United States v. Kevin Harris

854 F.3d 1053, 2017 WL 1404198, 2017 U.S. App. LEXIS 6873
CourtCourt of Appeals for the Ninth Circuit
DecidedApril 20, 2017
Docket16-10152
StatusPublished
Cited by2 cases

This text of 854 F.3d 1053 (United States v. Kevin Harris) is published on Counsel Stack Legal Research, covering Court of Appeals for the Ninth Circuit primary law. Counsel Stack provides free access to over 12 million legal documents including statutes, case law, regulations, and constitutions.

Bluebook
United States v. Kevin Harris, 854 F.3d 1053, 2017 WL 1404198, 2017 U.S. App. LEXIS 6873 (9th Cir. 2017).

Opinion

*1055 OPINION

PER CURIAM:

In 1997, Michael Harris was convicted of eight federal criminal counts related to theft from an employee benefit plan. He was sentenced to 30 months in prison and ordered to pay $646,000 in restitution. He has paid only a small fraction of that amount. The government later learned that Harris is a beneficiary of two irrevocable, discretionary trusts established by his parents for his support. In 2015, the government applied for a writ of continuing garnishment for any property distributed to Harris from the trusts. See 28 U.S.C. § 3205(a). 1 The trustees opposed the application on the ground that Harris had disclaimed his interest in the trusts, with the exception of several checking and investment accounts. The district court granted the writ and ordered the trustees to pay to the United States all current and future amounts distributed to Harris under the trusts.

We have jurisdiction under 28 U.S.C. § 1291 and must decide whether a writ of continuing garnishment may attach to a beneficiary’s interest in a discretionary support trust. We review the district court’s legal conclusions on this issue de novo. See Lim v. City of Long Beach, 217 F.3d 1050, 1054 (9th Cir. 2000).

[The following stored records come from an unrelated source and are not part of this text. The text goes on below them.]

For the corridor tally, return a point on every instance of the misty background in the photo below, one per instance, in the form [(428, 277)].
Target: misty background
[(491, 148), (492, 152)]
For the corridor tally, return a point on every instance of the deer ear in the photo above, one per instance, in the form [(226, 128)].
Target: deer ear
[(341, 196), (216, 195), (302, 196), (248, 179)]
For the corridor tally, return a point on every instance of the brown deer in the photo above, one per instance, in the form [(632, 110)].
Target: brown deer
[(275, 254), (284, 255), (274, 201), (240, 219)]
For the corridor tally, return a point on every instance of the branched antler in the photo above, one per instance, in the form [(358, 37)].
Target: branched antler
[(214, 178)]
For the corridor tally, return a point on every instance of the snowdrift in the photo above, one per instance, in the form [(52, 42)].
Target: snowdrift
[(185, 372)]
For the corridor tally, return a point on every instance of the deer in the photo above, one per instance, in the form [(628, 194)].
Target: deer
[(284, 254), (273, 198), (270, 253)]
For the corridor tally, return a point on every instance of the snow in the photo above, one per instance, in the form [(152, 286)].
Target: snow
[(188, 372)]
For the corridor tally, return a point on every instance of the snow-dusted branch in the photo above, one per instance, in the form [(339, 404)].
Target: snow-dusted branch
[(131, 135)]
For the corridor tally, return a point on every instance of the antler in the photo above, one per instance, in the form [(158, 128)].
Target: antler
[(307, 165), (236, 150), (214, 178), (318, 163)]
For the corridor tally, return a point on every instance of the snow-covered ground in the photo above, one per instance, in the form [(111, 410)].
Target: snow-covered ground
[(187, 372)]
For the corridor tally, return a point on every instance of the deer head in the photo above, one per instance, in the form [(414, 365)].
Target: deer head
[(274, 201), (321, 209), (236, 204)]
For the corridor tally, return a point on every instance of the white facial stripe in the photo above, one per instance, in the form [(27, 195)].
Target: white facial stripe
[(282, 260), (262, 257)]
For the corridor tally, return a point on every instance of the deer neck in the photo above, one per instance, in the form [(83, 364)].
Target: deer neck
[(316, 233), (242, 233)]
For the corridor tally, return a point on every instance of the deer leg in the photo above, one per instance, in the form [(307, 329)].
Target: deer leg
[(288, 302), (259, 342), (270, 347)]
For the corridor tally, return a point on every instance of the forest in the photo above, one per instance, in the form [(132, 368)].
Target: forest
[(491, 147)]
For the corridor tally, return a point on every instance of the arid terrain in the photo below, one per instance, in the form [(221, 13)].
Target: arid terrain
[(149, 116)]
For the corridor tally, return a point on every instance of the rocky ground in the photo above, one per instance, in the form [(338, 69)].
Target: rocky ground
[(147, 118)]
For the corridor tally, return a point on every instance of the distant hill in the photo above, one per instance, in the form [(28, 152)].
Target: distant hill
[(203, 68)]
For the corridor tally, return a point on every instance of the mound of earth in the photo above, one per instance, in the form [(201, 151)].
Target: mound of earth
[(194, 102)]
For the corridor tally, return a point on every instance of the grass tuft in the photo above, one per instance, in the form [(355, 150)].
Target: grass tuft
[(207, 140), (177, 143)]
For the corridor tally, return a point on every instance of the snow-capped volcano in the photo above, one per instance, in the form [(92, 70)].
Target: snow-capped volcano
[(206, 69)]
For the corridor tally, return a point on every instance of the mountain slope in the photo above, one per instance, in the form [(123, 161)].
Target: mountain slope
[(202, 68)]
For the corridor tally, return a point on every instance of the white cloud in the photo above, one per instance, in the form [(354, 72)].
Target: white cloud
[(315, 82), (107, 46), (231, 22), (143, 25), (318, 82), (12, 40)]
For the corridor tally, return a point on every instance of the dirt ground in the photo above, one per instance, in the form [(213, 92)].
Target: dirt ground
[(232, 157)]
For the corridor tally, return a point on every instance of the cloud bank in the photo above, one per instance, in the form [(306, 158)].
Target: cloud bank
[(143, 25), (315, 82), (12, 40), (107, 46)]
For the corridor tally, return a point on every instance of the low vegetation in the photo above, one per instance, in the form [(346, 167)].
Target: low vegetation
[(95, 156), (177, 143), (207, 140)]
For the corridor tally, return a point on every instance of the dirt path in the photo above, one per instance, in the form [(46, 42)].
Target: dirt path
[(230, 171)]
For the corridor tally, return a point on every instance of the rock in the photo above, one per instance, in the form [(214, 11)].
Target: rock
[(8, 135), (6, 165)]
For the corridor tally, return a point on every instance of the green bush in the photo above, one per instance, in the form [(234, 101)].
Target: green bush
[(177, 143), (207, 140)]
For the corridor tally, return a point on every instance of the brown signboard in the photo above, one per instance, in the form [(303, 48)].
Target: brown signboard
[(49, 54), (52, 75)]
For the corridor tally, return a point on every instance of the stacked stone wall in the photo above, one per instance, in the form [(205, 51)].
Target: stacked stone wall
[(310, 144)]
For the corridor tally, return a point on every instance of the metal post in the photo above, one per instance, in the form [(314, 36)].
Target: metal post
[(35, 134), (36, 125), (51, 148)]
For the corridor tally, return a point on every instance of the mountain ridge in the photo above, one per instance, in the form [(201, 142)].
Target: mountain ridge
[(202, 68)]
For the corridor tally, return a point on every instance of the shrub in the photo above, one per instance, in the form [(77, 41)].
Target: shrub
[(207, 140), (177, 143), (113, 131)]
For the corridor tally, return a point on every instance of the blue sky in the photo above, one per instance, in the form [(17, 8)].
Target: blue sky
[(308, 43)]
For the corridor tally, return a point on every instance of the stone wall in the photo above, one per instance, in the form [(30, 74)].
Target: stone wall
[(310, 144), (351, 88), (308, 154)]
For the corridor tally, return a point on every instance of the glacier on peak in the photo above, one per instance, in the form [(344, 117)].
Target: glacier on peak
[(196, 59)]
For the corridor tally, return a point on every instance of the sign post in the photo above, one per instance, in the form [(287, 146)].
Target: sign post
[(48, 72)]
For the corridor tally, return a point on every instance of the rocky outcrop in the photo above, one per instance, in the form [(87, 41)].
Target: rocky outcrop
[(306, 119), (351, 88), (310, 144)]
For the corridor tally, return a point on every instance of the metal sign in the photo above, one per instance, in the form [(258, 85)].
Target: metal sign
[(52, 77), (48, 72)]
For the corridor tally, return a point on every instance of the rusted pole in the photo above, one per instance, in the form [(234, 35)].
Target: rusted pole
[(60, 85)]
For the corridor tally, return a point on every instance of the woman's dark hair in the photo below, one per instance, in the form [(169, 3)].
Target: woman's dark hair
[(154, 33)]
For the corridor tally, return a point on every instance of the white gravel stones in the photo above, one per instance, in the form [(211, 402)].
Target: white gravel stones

We begin with the procedure for identifying property subject to federal writs of garnishment. A federal restitution order is “a lien in favor of the United States on all property and rights to property” as if the liability were for “a tax assessed under the Internal Revenue Code of 1986.” 18 U.S.C. § 3613(c). In examining the statutes that govern tax liens, as we must do here, the Supreme Court has noted that Congress used broad language so as “to reach every interest in property that a taxpayer might have.” United States v. Nat’l Bank of Commerce, 472 U.S. 713, 720, 105 S.Ct. 2919, 86 L.Ed.2d 565 (1985). “Property” subject to garnishment under these statutes “includes any present or future interest, whether legal or equitable, in real, personal (including choses in action), or mixed property, tangible or intangible, vested or contingent, wherever located and however held (including community property and property held in trust (including spendthrift and pension trusts)).” 28 U.S.C. § 3002(12). In determining whether a property right falls within this definition, “the important consideration is the breadth of the control the taxpayer could exercise over the property,” which we assess with reference to the state law governing the right. Drye v. United States, 528 U.S. 49, 61, 120 S.Ct. 474, 145 L.Ed.2d 466 (1999) (alterations omitted) (quoting Morgan v. Comm’r, 309 U.S. 78, 83, 60 S.Ct. 424, 84 L.Ed. 585 (1940)).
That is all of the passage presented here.